東京新聞 2012年6月27日より転載

お菓子づくりで自立目指せ

仙台と東京 ネットで中継

菓子職人になって自立を目指す障害者に一流パティシエが手ほどきする講習会が、東日本大震災で被災した仙台と東京をインターネットで結んで始まった。障害があることに対する同情ではなく、おいしいから売れるようにと年末まで全六回、チャレンジを続ける。

(中村信也)

障害ある人にパティシエ手ほどき


仙台会場の講義をネット生中継で見て受講する「チャレンジド」の若者ら=東京都中央区で

講習会は「神戸スウィーツ・コンソーシアム」と呼ばれ、社会福祉法人「プロップ・ステーション」(神戸市、竹中ナミ理事長)と日清製粉の主催で、2008年から毎年、各地で開かれている。5回目の今年は被災地支援で仙台を会場の一つに選んだ。

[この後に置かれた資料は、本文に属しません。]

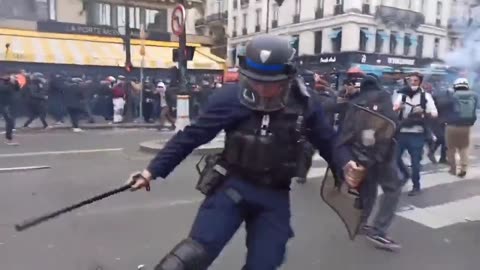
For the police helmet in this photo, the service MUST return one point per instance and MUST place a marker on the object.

一昨年からは障害者がどこにいても学べるように、ユーストリームで中継している。仙台と東京のどちらかに講師が立ち、もう一方の会場にはネット中継で講習が行われる。講習するのは、製菓会社・モロゾフのテクニカルディレクターで、オーストリア政府認定資格「製菓マイスター」をもつ八木淳司さんら。

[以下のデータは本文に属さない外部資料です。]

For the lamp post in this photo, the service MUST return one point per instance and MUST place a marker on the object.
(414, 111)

八木さんは高校二年生の三男に知的障害がある。今月16日に二カ所同時に行われた開講式では「障害のある人の多くがお菓子やパン作りで自立を目指しているが、レベルが高くないのも現実。少しでも自立につながるように頑張りたい」と仙台からあいさつした。

受講生は、仙台が9人と東京が7人。受講料は3万円だが、被災地の受講生は奨学生として無償に。お菓子の材料は、支援企業が提供している。

仙台は食品卸売会社の東北石川食料が会場になった。震災で社屋が全壊。廃業する会社もある中で建て替え、今回の講習会が「こけら落とし」に。和菓子などの工場が津波で全開した障害者の作業所からも2人が受講した。

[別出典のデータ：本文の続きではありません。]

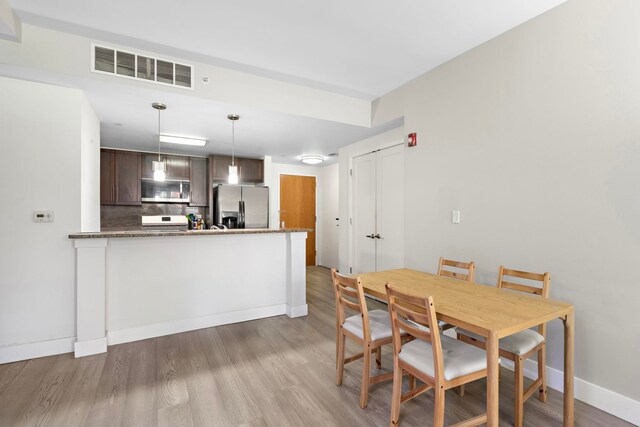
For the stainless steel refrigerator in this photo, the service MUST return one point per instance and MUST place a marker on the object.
(241, 206)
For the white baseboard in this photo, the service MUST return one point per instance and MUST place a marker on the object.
(14, 353)
(174, 327)
(297, 311)
(87, 348)
(609, 401)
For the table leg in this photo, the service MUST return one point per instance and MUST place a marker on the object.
(568, 368)
(493, 369)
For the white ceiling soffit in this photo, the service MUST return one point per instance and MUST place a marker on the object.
(357, 47)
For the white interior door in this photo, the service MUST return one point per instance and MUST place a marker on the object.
(364, 213)
(390, 208)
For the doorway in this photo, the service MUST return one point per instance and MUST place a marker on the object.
(298, 208)
(378, 210)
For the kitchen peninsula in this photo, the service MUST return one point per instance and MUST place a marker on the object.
(133, 285)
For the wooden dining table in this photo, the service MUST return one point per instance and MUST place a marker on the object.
(488, 311)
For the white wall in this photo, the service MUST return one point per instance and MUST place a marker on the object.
(384, 140)
(89, 168)
(328, 212)
(40, 152)
(534, 137)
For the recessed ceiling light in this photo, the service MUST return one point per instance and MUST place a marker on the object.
(312, 159)
(183, 140)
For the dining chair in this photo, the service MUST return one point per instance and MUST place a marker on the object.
(439, 361)
(470, 268)
(369, 329)
(522, 345)
(444, 272)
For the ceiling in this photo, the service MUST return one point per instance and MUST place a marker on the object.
(357, 48)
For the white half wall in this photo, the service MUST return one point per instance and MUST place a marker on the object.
(40, 167)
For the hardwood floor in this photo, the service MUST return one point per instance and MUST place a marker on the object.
(269, 372)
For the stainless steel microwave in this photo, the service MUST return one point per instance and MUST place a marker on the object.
(168, 191)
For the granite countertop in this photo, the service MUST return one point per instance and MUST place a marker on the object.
(155, 233)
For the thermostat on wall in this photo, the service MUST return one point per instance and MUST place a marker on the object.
(43, 216)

竹中理事長は「障害のある人を、挑戦という使命やチャンスを与えられた人という意味でチャレンジドと呼んでいます。被災地からおいしいパンやお菓子を」と仙台から呼び掛けた。

初回の講習は、蔵王産の牛乳と地卵のプリンとパンプディング。東京では長野市の多機能型事業所「エコーンファミリー」に通う春日恵子さん(26)らが受講し、仙台の講習を画面で見ながら、お菓子づくりにチャレンジした。